Lazy Eye is a term used to define an eye that cannot see to its full potential. You may be aware normally an eye should see 20/20. That means that a person standing at 20 feet should see what a normal person sees at 20 feet. If a normal person can see at 40 feet what you see at 20 feet than your vision is 20/40. If after correction with glasses or contact lenses the vision does not improve to 20/20 than the eye is termed as Lazy. The medical nomenclature is Amblyopia.
Let us understand why an eye becomes lazy. The role of eye is transfer information from the surrounding universe to the brain. The eye condenses the light reflected from various objects on the macula. Electric signals generated are transferred to the brain by optic nerve. A specialized area of the brain called the occipital lobe converts these neuroelectrical signals into vision.
Any flaw in this process leads to an Amblyopic or Lazy Eye. There are three types of Lazy Eye.

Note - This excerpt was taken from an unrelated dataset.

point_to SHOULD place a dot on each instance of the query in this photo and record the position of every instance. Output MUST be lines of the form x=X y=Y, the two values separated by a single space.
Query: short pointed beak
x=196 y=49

The first kind is Neurological. This occurs when there is an obstruction in the neurological pathway or the brain. If the optic nerve is not developed, or the conduction pathways are malformed the light is not transmitted to the grey matter. Also the brain may be underdeveloped due to infections or genetic causes. This is the most challenging kind; currently this is not amenable to treatment.
The second kind is deprivation amblyopia. If the light is prevented from reaching the macula, it fails to stimulate the brain. There are various causes for this. Cornea may be opaque. There may be cataract in the lens. The jelly behind the lens may be fibrotic and hazy. The good news is that treatment can be provided. The earlier it is instituted the better the chance of fixing the lazy eye. Cataract procedure may have to be performed even before the baby is one year of age.
The third kind is refractive Amblyopia. The cause is nearsightedness, farsightedness or astigmatism. When the eye is very small or very large or has astigmatism significantly higher than the corresponding eye it is at risk of developing Amblyopia. Here the light reaches the macula and messages are delivered to the brain. But the messages are distorted. Since the brain keeps receiving information it has the best potential to recover. The way to do this is to fix the refractory error. The correct procedure would be influenced by the age and the refractive power. If the numbers are in the range of Lasik eye surgery this may be the simplest procedure. In such instances Lasik may even be performed on kids as young as six years. Sometimes an artificial lens may need to be implanted over the natural lens. If the person is above fifty years of age a presbyopic implant may be the best option.
In summary Refractive Amblyopia has the best chance of improving. This is possible in kids, young adults and even older individuals.